0
votes

Im trying to use JKS ssl certificate in JMeter to authenticate to a IBM MQ connection factory. I have updated the jmeter system.properties with javax.net.ssl.keyStore and password fields with relevent entries. But it fails to connect stating

"Failed to connect to Queue Manager".

I am not able to debug it either because even though i updated the debugging in jmeter with log_level to "debug" in jmeter.properties its not displaying the necessary logs either.

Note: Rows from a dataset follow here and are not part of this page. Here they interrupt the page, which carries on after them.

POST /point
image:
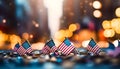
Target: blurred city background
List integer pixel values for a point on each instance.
(41, 20)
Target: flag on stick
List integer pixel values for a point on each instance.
(66, 47)
(25, 48)
(93, 47)
(16, 47)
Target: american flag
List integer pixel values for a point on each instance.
(25, 48)
(118, 43)
(49, 47)
(93, 47)
(117, 50)
(66, 47)
(16, 47)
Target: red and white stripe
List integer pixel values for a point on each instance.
(21, 51)
(53, 49)
(15, 49)
(95, 49)
(29, 50)
(46, 50)
(66, 49)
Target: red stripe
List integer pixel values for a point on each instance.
(66, 49)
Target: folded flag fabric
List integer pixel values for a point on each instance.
(66, 47)
(25, 48)
(93, 47)
(117, 50)
(49, 47)
(16, 47)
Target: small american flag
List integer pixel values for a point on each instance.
(66, 47)
(117, 50)
(93, 47)
(25, 48)
(16, 47)
(49, 47)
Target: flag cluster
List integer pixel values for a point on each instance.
(66, 47)
(93, 47)
(25, 48)
(49, 47)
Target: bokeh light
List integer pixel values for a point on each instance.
(4, 20)
(115, 42)
(97, 14)
(106, 24)
(115, 23)
(85, 43)
(25, 36)
(103, 44)
(60, 35)
(109, 33)
(68, 33)
(73, 27)
(97, 4)
(117, 12)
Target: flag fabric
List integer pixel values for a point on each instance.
(118, 43)
(16, 47)
(66, 47)
(117, 50)
(93, 47)
(49, 47)
(25, 48)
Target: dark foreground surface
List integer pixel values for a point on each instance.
(8, 60)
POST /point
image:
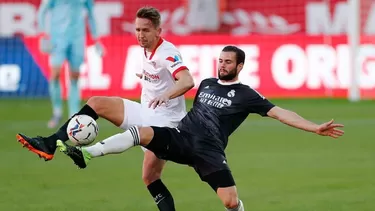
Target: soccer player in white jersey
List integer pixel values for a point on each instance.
(165, 79)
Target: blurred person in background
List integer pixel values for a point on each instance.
(64, 40)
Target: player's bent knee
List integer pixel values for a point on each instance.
(146, 134)
(231, 203)
(152, 168)
(149, 176)
(228, 196)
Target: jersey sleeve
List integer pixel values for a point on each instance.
(257, 103)
(172, 60)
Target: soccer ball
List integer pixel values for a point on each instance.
(82, 130)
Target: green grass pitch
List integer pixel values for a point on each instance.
(277, 168)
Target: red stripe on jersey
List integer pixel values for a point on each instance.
(160, 41)
(179, 70)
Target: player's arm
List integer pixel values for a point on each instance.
(184, 82)
(293, 119)
(45, 5)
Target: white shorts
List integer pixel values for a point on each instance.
(136, 116)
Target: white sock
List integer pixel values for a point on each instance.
(115, 144)
(240, 207)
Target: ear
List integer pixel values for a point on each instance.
(239, 67)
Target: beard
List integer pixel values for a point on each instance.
(230, 76)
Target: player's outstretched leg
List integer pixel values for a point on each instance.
(151, 173)
(45, 147)
(38, 145)
(55, 95)
(79, 155)
(110, 108)
(82, 155)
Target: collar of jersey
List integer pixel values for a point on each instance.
(228, 83)
(153, 51)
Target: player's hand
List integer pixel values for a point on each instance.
(158, 101)
(330, 129)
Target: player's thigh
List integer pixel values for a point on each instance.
(152, 167)
(170, 144)
(121, 112)
(132, 114)
(76, 54)
(209, 162)
(58, 53)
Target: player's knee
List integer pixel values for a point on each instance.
(229, 197)
(149, 177)
(146, 134)
(231, 202)
(97, 103)
(152, 168)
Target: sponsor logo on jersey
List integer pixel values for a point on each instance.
(214, 100)
(231, 93)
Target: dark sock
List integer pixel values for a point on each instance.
(162, 196)
(62, 135)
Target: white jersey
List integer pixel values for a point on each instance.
(159, 69)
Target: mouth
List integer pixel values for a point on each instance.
(223, 71)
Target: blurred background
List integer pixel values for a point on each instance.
(316, 57)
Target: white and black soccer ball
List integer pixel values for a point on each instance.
(82, 130)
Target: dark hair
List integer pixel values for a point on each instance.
(151, 14)
(240, 54)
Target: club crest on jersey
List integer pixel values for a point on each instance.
(176, 60)
(231, 93)
(173, 59)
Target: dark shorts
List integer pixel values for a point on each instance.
(184, 148)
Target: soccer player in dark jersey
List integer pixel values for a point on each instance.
(201, 137)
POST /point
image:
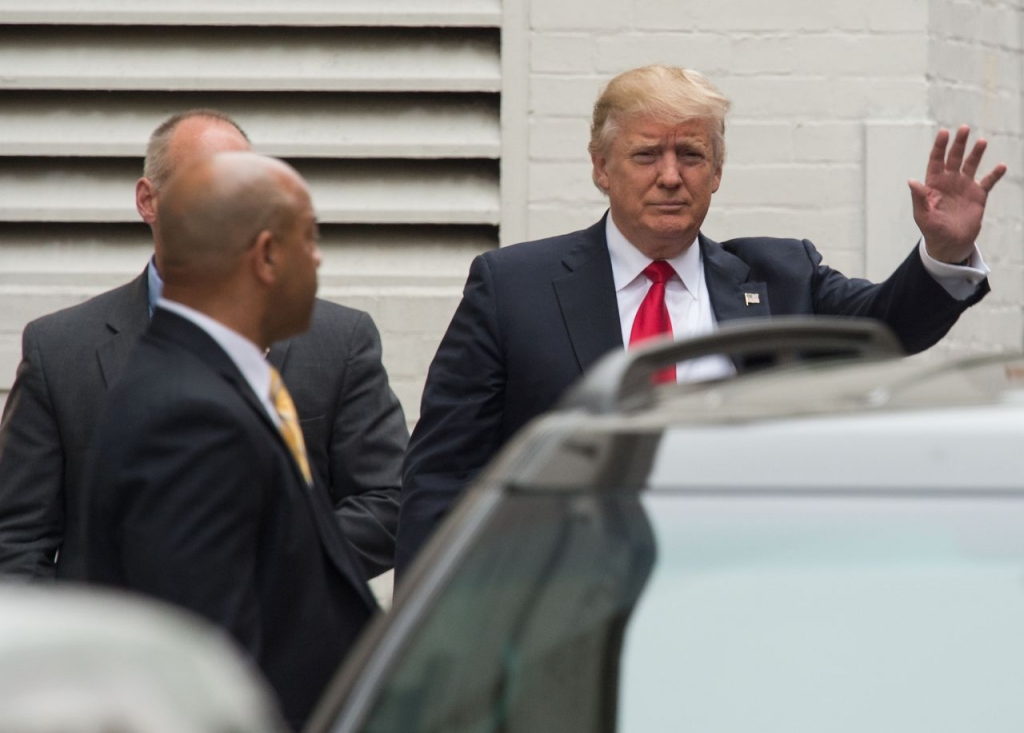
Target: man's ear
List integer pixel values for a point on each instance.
(263, 256)
(600, 173)
(145, 201)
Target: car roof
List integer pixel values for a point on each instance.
(863, 422)
(81, 659)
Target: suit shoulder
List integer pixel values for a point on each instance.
(547, 250)
(76, 320)
(767, 247)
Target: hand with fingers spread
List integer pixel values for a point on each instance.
(949, 205)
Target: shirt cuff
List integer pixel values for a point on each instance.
(961, 282)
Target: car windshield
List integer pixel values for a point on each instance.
(773, 611)
(828, 612)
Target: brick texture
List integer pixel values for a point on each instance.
(807, 79)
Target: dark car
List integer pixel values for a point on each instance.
(830, 541)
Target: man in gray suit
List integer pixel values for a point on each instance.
(353, 425)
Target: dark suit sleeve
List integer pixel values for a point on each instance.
(461, 415)
(184, 496)
(910, 301)
(368, 440)
(32, 465)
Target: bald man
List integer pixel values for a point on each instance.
(200, 493)
(353, 425)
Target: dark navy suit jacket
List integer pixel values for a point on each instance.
(535, 315)
(193, 497)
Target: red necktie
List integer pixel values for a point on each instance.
(652, 317)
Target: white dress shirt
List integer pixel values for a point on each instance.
(246, 355)
(689, 304)
(686, 297)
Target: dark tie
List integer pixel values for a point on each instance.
(652, 317)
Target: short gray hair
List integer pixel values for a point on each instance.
(158, 166)
(668, 93)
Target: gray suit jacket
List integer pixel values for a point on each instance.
(353, 425)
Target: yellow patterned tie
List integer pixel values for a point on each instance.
(290, 429)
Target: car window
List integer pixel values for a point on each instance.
(852, 612)
(526, 635)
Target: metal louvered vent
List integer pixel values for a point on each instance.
(390, 109)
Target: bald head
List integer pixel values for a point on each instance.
(186, 135)
(239, 236)
(214, 208)
(178, 141)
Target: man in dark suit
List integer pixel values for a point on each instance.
(199, 491)
(353, 425)
(534, 316)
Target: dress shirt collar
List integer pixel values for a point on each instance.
(628, 262)
(246, 355)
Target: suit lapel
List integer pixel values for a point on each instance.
(337, 548)
(732, 294)
(587, 298)
(126, 321)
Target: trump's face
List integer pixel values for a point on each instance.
(659, 178)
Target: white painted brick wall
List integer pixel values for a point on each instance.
(808, 80)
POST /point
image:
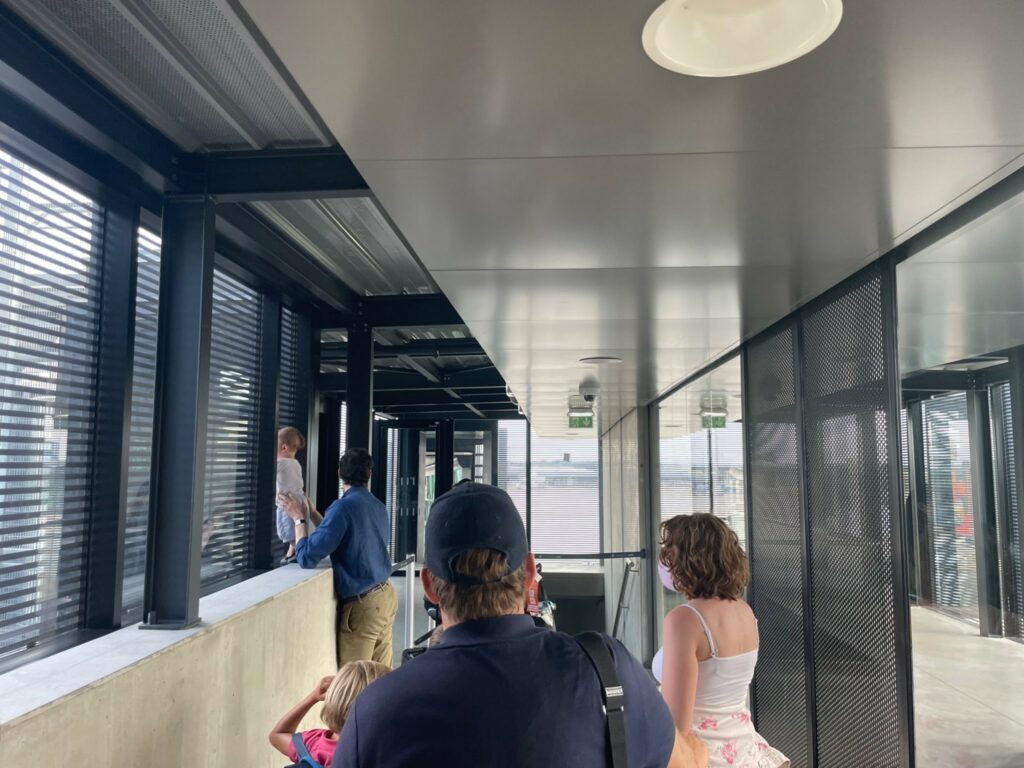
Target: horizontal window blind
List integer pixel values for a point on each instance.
(140, 423)
(727, 477)
(950, 504)
(231, 430)
(287, 394)
(564, 496)
(50, 245)
(512, 462)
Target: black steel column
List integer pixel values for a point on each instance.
(1015, 550)
(985, 540)
(359, 389)
(443, 457)
(919, 503)
(266, 452)
(330, 452)
(529, 488)
(378, 483)
(111, 439)
(172, 584)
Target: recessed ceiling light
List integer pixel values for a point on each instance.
(724, 38)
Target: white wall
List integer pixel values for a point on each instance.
(206, 696)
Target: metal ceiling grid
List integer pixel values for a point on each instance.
(192, 68)
(353, 239)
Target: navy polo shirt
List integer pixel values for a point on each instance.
(355, 532)
(503, 692)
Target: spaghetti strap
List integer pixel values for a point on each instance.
(711, 640)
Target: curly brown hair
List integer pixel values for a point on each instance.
(704, 556)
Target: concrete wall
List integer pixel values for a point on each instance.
(208, 697)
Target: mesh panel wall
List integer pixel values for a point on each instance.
(777, 546)
(143, 390)
(846, 400)
(50, 240)
(229, 499)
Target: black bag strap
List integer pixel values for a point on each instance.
(305, 759)
(611, 694)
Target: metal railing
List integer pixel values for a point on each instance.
(409, 564)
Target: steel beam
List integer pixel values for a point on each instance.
(403, 311)
(266, 446)
(244, 236)
(172, 585)
(359, 392)
(273, 174)
(112, 434)
(421, 348)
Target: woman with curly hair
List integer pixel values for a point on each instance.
(711, 642)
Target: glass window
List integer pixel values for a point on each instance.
(50, 244)
(143, 389)
(231, 429)
(564, 496)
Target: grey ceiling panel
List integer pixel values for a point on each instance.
(352, 239)
(189, 67)
(569, 196)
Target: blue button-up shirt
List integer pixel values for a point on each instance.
(355, 532)
(502, 692)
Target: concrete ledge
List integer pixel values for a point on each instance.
(206, 695)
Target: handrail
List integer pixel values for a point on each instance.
(641, 554)
(631, 567)
(410, 565)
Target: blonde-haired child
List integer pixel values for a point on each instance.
(338, 693)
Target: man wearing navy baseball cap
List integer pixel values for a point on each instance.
(498, 690)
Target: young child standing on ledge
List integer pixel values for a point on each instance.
(290, 442)
(338, 693)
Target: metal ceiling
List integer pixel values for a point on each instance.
(195, 69)
(352, 238)
(573, 199)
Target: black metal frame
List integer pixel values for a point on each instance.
(172, 583)
(114, 392)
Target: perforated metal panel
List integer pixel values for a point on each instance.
(777, 546)
(192, 68)
(851, 513)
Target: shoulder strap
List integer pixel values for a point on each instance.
(611, 694)
(711, 640)
(301, 752)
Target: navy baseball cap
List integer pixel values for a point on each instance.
(473, 515)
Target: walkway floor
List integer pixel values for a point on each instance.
(968, 695)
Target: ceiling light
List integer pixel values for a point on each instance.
(723, 38)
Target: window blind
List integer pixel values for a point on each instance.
(231, 430)
(140, 424)
(564, 496)
(50, 245)
(512, 462)
(950, 505)
(287, 396)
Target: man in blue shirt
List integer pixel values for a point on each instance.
(355, 532)
(498, 690)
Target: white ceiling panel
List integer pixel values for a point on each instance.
(571, 198)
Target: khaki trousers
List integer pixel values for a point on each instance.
(365, 626)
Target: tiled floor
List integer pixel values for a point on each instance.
(968, 697)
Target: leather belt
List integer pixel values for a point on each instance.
(380, 586)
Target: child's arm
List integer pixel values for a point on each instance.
(281, 735)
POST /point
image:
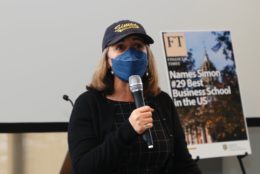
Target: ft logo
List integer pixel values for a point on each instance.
(174, 44)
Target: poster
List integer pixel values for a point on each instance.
(205, 90)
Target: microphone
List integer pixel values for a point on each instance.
(136, 87)
(66, 97)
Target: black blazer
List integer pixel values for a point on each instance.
(95, 149)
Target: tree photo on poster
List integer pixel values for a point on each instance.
(205, 89)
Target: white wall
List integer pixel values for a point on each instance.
(51, 47)
(251, 162)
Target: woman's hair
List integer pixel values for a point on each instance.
(103, 79)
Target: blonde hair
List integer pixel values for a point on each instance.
(103, 79)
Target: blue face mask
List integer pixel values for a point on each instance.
(131, 62)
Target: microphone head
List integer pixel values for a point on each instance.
(65, 97)
(135, 83)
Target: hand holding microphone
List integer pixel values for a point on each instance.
(141, 118)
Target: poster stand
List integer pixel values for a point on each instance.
(239, 157)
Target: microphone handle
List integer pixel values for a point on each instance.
(139, 102)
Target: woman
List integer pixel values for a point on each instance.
(105, 129)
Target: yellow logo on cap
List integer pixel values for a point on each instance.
(126, 26)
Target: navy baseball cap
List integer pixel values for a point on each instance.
(122, 29)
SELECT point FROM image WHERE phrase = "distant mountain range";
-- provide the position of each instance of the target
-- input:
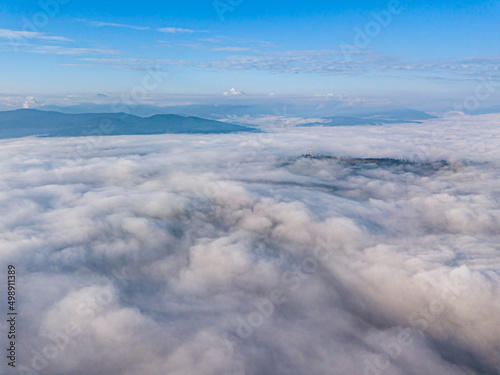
(407, 115)
(29, 122)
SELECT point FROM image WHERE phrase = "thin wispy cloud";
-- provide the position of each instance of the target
(71, 51)
(232, 49)
(110, 24)
(177, 30)
(17, 35)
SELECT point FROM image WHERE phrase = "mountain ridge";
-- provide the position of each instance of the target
(33, 122)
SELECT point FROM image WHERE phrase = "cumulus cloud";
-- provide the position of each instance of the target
(227, 254)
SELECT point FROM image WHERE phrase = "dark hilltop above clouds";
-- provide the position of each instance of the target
(30, 122)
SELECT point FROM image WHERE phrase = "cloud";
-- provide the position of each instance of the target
(176, 30)
(231, 49)
(71, 51)
(230, 254)
(233, 91)
(16, 36)
(109, 24)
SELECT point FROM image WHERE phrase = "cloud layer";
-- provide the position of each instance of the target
(227, 255)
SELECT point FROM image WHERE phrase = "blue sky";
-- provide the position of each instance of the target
(387, 50)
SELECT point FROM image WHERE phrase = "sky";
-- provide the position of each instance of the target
(431, 54)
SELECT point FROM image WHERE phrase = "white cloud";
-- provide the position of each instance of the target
(177, 30)
(161, 254)
(17, 36)
(110, 24)
(233, 91)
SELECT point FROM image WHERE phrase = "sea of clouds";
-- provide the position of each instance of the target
(227, 254)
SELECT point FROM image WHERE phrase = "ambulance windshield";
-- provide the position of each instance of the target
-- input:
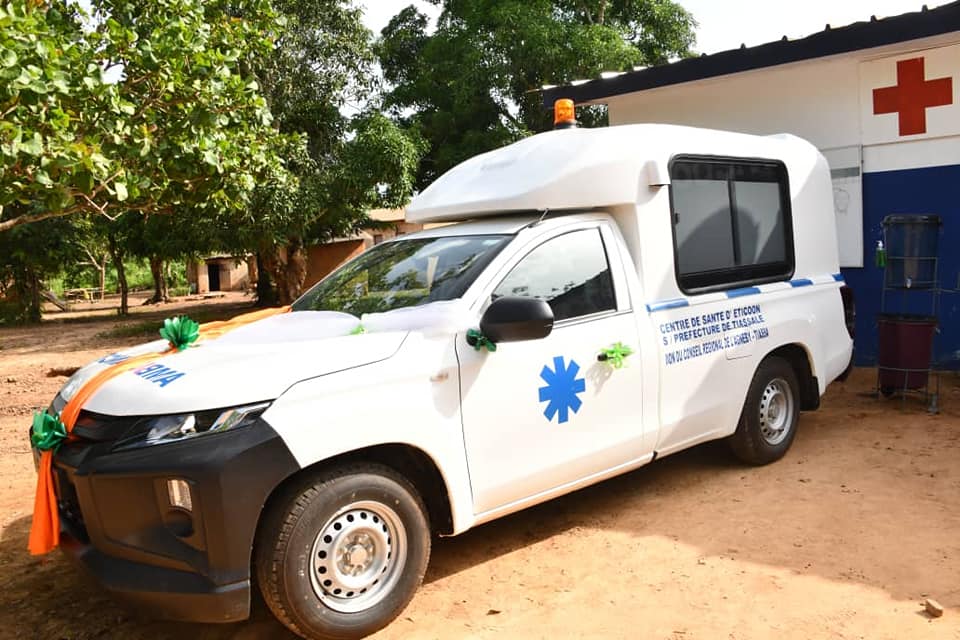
(404, 273)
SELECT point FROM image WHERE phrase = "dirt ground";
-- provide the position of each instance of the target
(843, 538)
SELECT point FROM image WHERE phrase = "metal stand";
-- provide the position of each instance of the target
(894, 297)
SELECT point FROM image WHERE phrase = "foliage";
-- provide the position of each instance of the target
(473, 84)
(76, 275)
(28, 255)
(346, 164)
(185, 127)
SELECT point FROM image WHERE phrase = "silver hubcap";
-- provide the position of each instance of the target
(776, 411)
(358, 556)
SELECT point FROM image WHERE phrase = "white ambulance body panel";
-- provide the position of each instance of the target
(414, 381)
(649, 288)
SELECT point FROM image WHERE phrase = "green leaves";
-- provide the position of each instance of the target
(47, 433)
(177, 123)
(473, 83)
(180, 332)
(615, 355)
(478, 341)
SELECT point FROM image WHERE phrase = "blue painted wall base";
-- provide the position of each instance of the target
(933, 191)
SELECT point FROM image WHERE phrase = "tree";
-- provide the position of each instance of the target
(473, 84)
(320, 70)
(28, 255)
(185, 126)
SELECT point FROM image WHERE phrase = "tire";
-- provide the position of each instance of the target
(341, 553)
(770, 413)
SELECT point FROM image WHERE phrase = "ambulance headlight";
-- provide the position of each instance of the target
(176, 428)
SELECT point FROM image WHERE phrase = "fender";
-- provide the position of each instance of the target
(411, 399)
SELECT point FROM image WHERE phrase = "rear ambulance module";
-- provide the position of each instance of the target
(597, 299)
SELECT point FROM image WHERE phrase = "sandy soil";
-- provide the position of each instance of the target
(843, 538)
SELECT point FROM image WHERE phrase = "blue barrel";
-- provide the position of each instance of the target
(912, 244)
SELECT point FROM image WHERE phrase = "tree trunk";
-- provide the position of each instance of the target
(266, 294)
(159, 282)
(26, 296)
(103, 277)
(288, 269)
(116, 254)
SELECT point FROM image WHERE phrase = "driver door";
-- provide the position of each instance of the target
(540, 414)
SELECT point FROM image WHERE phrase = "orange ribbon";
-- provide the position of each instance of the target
(45, 528)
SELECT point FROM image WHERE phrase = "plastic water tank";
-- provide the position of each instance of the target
(912, 244)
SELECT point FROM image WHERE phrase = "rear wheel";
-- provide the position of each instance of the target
(768, 422)
(342, 553)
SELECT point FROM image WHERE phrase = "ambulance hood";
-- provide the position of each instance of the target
(261, 360)
(252, 363)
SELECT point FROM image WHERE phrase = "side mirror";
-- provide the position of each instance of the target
(511, 319)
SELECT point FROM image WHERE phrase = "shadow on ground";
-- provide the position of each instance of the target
(866, 495)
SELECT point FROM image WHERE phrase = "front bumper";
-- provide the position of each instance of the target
(118, 522)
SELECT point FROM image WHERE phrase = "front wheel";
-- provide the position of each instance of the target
(342, 553)
(768, 422)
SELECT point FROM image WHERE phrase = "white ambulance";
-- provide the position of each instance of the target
(605, 297)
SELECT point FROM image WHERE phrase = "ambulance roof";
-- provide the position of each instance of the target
(588, 168)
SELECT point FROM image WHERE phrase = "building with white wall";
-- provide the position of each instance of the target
(879, 98)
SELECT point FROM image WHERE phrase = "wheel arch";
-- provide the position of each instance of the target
(798, 356)
(412, 463)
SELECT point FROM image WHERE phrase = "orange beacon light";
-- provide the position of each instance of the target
(564, 115)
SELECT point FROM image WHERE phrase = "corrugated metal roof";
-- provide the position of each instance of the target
(830, 41)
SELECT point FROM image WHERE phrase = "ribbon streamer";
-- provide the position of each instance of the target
(615, 355)
(479, 341)
(45, 526)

I tried to use custom jndi.properties file and this is not recognized either (created a jar and stored it in lib and lib/ext folders). I have also tried to use ssl manager option of jmeter.But no luck on that either.

If anyone has configured Jmeter JMS Publisher(Not point to point) to authenticate to IBM MQ queue manager,any help would be really appreciated.

1

1 Answers

0
votes

There is a tremendous amount of information missing from this question. You will need to add detail if you want a more precise answer. However, perhaps in working through my reply you will find the error and fix it. If so, please come back and update your question with the details of what you did to fix it.

You mention that you want JMeter to authenticate to MQ. There is no mention of MQ authenticating to JMeter. However there is no option to use TLS with MQ where the QMgr does not require a certificate. Therefore, you need the following:

On the QMgr side

  • The QMgr must have a personal certificate.
  • The label of the QMgr's certificate must be in a specific format or (as of v8.0) the QMgr's property needs to point to the right certificate.
  • If the QMgr's certificate is CA-signed, the CA's signer cert(s) must be available to the QMgr for it's own certificate.
  • The QMgr must have either the CA signer cert(s) for JMeter's certificate (if CA-signed) or JMeter's public certificate (if self-signed).
  • The QMgr's channel must specify a CipherSuite.

On the JMeter side

  • JMeter must have a personal certificate.
  • If JMeter's certificate is CA-signed, the CA's signer cert(s) must be available in the trust store.
  • JMeter must have either the CA signer cert(s) for the QMgr's certificate (if CA-signed) or the QMgr's public certificate (if self-signed).
  • JMeter's MQ channel must specify the Cipherspec that corresponds to the CipherSuite set at the QMgr.

Of all the information I've listed here, almost none of it is available in the question as written. Someone responding has no reason to believe that the QMgr is even set up for TLS at this point. Nothing in the question indicates that this has been done. Assuming the QMgr is set up for TLS, does it work with IBM's sample programs? Again, we have no way to know from the question as written.

Please be aware though that, like any good security error, nearly all of the information is logged at the QMgr side. For example, if a login fails, the last thing you want to do is to tell the attacker that the User ID is bad or the password is bad. The error message should never provide more information for the attacker.

With this in mind, security errors on the client side tend to produce client-side error logs. Security errors on the QMgr side produce QMgr-side logs and very sparse client messages. If you follow up here, please post sufficient info for us to help diagnose the issue, including the QMgr-side error log entries.